本研究においては家政学を形作っているひとつひとつの新知識を, 『家政学雑誌』の報文を単位として量的側面でとらえた.そして報文数を分析することによって家政学の知識量の歴史的推移をとらえてきた.本研究で得られた知見は次のとおりである.
(1) 1951年~1989年の『家政学雑誌』に掲載された報文数は2,944編であり, 年次的に漸次増加傾向にあり知識量は増加している.1冊の『家政学雑誌』に掲載されている報文数は, 資料, ノート掲載数増加のためか, 減少傾向にある.雑誌は現在月刊誌となっているが, このペースを確立するまでには創刊以来約30年かかっている.
(2) 食物学, 被服学両領域で全体の報文数の80%以上を占める.食物学, 被服学領域の報文が量的に多いということは40年間全体を通じていえることである.また, とくに食物学の報文数は急激に増加しつつある.
(3) 研究方法別にみると実験的方法による報文数が約8割と圧倒的に多いが, これは自然科学の性格の強い食物学, 被服学両領域の報文数が多いためと思われる.
(4) 自然科学系の報文は図を多用し, 社会科学系の報文は表を多用し, 人文科学系の報文は図表を用いることが少ない.
(5) 領域間の知識量の勢力関係, 年代変化をとらえながら, 知識構造体を図示し, 検討した結果, 食物学, 被服学領域の知識量が家政学の知識量の大部分を占め, 量的意味において家政学全体に多大な影響を与えている現状が認められる.よって家政学という学問の統合性を高めるためにも, この両領域における研究者の家政学原論への関心がますます要請されるところである.

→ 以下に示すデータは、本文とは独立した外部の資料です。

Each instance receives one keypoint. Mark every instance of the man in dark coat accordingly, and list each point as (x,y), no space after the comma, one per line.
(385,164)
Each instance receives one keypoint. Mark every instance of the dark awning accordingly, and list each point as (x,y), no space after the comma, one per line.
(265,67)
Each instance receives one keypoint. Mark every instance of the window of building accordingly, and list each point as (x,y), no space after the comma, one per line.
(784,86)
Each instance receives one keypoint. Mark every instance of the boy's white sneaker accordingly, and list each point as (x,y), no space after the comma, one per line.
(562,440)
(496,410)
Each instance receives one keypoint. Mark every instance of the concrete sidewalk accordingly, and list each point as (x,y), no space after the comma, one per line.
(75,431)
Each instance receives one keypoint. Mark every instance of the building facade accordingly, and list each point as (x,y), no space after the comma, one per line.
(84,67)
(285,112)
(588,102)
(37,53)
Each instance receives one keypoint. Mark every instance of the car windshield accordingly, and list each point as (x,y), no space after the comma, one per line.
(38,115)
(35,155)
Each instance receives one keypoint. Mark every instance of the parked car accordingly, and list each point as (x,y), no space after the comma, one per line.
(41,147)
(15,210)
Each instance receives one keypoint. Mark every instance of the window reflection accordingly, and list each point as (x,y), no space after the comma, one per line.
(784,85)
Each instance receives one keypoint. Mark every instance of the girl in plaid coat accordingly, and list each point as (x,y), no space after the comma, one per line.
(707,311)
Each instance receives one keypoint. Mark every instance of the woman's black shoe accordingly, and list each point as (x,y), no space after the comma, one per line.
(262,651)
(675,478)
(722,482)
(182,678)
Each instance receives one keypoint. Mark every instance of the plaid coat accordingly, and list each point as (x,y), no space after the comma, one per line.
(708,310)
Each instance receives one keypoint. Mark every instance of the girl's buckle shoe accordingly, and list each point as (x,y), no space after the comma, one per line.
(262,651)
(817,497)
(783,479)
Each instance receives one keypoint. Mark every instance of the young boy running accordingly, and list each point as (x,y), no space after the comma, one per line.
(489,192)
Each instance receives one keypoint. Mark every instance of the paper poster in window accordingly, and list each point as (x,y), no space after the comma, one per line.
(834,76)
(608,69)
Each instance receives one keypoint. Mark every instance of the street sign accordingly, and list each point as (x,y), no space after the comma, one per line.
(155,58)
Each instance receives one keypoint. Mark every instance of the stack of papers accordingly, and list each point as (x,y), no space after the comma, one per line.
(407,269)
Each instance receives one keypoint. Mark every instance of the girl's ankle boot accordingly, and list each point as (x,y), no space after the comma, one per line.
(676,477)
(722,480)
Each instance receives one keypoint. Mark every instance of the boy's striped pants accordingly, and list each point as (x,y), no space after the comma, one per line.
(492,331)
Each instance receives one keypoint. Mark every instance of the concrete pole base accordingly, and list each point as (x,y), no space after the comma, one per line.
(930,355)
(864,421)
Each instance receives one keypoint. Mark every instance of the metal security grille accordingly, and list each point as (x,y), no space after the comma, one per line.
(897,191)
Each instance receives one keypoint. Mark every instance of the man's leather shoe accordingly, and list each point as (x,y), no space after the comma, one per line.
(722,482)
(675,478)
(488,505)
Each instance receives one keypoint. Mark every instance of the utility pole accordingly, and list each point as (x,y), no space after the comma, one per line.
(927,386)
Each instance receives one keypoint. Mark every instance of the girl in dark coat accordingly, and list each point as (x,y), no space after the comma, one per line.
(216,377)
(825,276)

これから家政学の学問的発達に従って『家政学雑誌』が研究成果発表の場としてますます重要な役割を担うことになるであろう.また逆に『家政学雑誌』のあり方が家政学の発展に大きく影響していく場合も十分考えられるので, 今回の結果を家政学の現状として受け止めると同時に, 家政学の発展のために家政学の研究成果を反映すべく『家政学雑誌』のあり方を検討し, これからも家政学の研究成果を公表する場として有効に機能するようにしなければならないと考える.
今回は家政学で得られた知識が表れているものとして『家政学雑誌』の掲載報文を用い, 知識の量的側面のみについて分析を行った.家政学の体系化への第一歩として家政学の現状把握を行うための手段としては, このような実証的, 客観的な科学的方法は有効であると考える.しかし, 知識の質的側面についての分析もあわせて行っていくことが現状把握にとって不可欠であろう.また, 家政学の知識は『家政学雑誌』のほかにも, 著書や, 学会における研究発表, その他出版物にもあらわれているであろうが, 今後はその部分の調査も必要であろうと思われる.